General
Radiation protection is the basic need for medical workers

Medical imaging provides enormous benefits in inpatient treatment. While there may be some risk from radiation, the risk, if it exists at all, is so minimal that it is difficult to verify. The common suspected risk will be based on forecasts of the incidence of caused cancer in huge crowd of people exposed to radiation doses far above those in diagnostic imaging. What we do know is that even minor potential dangers can be mitigated by limiting exposure to radiation. The medical community is working very hard to ensure that every patients who is receiving imaging examinations that use as little radiation as much as possible.
protección radiológica is founded on three key principles: exposure justification, keeping doses (of ionizing radiation) as low as reasonably practicable (optimization), and the use of dosage limits. These principles were developed by the International Commission on Radiological Protection (ICRP).

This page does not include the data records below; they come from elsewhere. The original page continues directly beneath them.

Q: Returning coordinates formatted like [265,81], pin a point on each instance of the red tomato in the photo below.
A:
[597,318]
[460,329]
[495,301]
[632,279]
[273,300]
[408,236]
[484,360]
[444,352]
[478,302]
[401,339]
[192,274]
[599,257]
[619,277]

Radiology people doing to minimize the risk of patients
- Medical imaging and radiation therapy experts understand the necessity of limiting radiation doses to their patients as low as possible while yet obtaining a diagnostic-quality image. Radiation exposure to patients, medical staff, and others have become a normal procedure in radiology practices.
- A group of eminent radiologists, medical physicists, and other members of the protección radiológica community met to discuss the increasing exposure to radiation in medical imaging and to propose techniques for reducing the hazards to patients. The purpose is to change radiology practice by raising knowledge about to reduce radiation doses when imaging children.

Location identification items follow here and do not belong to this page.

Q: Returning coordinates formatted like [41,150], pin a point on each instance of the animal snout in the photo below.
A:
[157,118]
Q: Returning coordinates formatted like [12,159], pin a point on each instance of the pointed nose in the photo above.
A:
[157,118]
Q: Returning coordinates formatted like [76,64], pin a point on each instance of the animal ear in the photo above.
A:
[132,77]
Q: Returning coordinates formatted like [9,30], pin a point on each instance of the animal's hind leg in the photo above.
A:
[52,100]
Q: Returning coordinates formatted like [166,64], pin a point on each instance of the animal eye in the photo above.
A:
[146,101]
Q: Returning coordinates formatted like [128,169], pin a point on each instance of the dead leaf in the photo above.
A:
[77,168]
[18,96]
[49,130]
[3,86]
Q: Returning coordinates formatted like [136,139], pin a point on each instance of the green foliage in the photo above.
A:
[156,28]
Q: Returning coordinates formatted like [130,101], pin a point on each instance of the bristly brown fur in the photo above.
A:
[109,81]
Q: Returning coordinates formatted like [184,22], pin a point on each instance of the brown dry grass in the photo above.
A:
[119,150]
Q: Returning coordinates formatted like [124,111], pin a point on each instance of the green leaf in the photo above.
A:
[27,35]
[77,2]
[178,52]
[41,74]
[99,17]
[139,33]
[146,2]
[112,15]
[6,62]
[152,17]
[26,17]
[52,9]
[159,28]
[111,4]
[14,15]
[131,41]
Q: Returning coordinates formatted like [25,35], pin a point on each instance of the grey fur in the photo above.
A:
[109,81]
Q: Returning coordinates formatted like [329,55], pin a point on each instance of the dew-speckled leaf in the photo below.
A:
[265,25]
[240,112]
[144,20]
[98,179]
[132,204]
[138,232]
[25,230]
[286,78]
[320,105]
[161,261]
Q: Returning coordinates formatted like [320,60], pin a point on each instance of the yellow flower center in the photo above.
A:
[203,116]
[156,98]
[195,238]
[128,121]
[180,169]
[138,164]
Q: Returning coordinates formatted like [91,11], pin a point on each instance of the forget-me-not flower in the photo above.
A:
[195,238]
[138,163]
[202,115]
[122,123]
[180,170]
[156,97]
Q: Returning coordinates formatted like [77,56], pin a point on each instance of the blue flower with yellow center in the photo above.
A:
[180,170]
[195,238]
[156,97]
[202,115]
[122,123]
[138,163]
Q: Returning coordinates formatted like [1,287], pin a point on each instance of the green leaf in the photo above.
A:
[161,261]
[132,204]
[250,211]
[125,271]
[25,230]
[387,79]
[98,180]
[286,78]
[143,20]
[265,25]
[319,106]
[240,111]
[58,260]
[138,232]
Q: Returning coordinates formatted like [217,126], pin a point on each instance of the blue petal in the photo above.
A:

- The patient enters the CT scanner. There is some public awareness effort aimed at reducing needless imaging exams and minimizing doses in those that are required.
- Accreditation schemes, such as those given by the American College of Radiology (ACR), certify imaging facilities. Imaging competency implies that the facility follows guidelines, employs staff with proper qualifications, and exhibits an understanding of the importance of continuous quality control involving their equipment and personnel. Facilities are there for ionizing those radiation imaging methods must be demonstrated that their doses do not exceed prescribed levels.
- CT facilities across the country can access a Dose Index Registry. It is a storehouse of dose-related information that can allow facilities to compare their tests to those of other facilities on a national, regional, and local scale. Facilities can evaluate if the radiation dose from their procedures is within acceptable parameters by comparing themselves to others.